Project description:Rhabdomyosarcomas are the most common pediatric soft tissue sarcoma and are a major cause of death from cancer in young patients requiring new treatment options to improve outcomes. High-risk patients include those with metastatic or relapsed disease and tumors with PAX3-FOXO1 fusion genes that encode a potent transcription factor that drives tumourigenesis through transcriptional reprogramming. Polo-Like Kinase-1 (PLK1) is a serine/threonine kinase that phosphorylates a wide range of target substrates and alters their activity. PLK1 functions as a pleiotropic master regulator of mitosis and regulates DNA replication after stress. Taken together with high levels of expression that correlate with poor outcomes in many cancers, including rhabdomyosarcomas, it is an attractive therapeutic target. This is supported in rhabdomyosarcoma models by characterization of molecular and phenotypic effects of reducing and inhibiting PLK1, including changes to the PAX3-FOXO1 fusion protein. However, as tumor re-growth has been observed, combination strategies are required.

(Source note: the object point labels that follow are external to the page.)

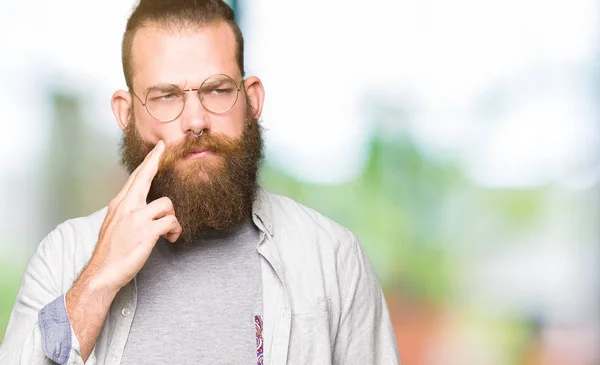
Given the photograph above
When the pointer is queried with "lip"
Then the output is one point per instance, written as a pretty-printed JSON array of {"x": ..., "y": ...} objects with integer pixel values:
[{"x": 200, "y": 154}]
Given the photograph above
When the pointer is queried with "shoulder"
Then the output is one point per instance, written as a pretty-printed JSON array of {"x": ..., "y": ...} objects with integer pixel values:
[
  {"x": 295, "y": 222},
  {"x": 70, "y": 245}
]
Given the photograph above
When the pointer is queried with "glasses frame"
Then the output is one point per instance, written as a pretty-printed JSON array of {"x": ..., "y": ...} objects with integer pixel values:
[{"x": 237, "y": 96}]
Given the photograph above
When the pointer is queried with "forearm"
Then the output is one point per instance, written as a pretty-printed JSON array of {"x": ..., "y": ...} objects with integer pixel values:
[{"x": 88, "y": 303}]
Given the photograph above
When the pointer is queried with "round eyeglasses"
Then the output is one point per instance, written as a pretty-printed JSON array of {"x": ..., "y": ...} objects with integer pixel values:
[{"x": 165, "y": 103}]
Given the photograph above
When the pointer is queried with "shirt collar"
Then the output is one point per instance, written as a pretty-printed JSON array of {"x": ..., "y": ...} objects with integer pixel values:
[{"x": 261, "y": 211}]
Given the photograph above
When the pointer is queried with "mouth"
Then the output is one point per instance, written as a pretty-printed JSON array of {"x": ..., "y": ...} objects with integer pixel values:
[{"x": 199, "y": 154}]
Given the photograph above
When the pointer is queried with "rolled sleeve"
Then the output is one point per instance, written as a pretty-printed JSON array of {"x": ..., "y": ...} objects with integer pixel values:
[{"x": 56, "y": 331}]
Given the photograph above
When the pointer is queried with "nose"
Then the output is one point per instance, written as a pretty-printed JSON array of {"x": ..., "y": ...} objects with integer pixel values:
[{"x": 195, "y": 117}]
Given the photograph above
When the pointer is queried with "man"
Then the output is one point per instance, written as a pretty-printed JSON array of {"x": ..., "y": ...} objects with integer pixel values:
[{"x": 192, "y": 262}]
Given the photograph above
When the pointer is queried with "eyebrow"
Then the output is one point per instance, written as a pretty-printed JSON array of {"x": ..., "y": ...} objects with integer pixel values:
[{"x": 163, "y": 88}]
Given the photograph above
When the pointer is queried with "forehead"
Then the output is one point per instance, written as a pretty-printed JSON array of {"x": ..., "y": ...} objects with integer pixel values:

Here we review preclinical evidence and consider biological rationale for PLK1 inhibition in combination with drugs that promote apoptosis, interfere with activity of PAX3-FOXO1 and are synergistic with microtubule-destabilizing drugs such as vincristine. The preclinical effects of low doses of the PLK1 inhibitor volasertib in combination with vincristine, which is widely used in rhabdomyosarcoma treatment, show particular promise in light of recent clinical data in the pediatric setting that support achievable volasertib doses predicted to be effective. Further development of novel therapeutic strategies including PLK1 inhibition may ultimately benefit young patients with rhabdomyosarcoma and other cancers.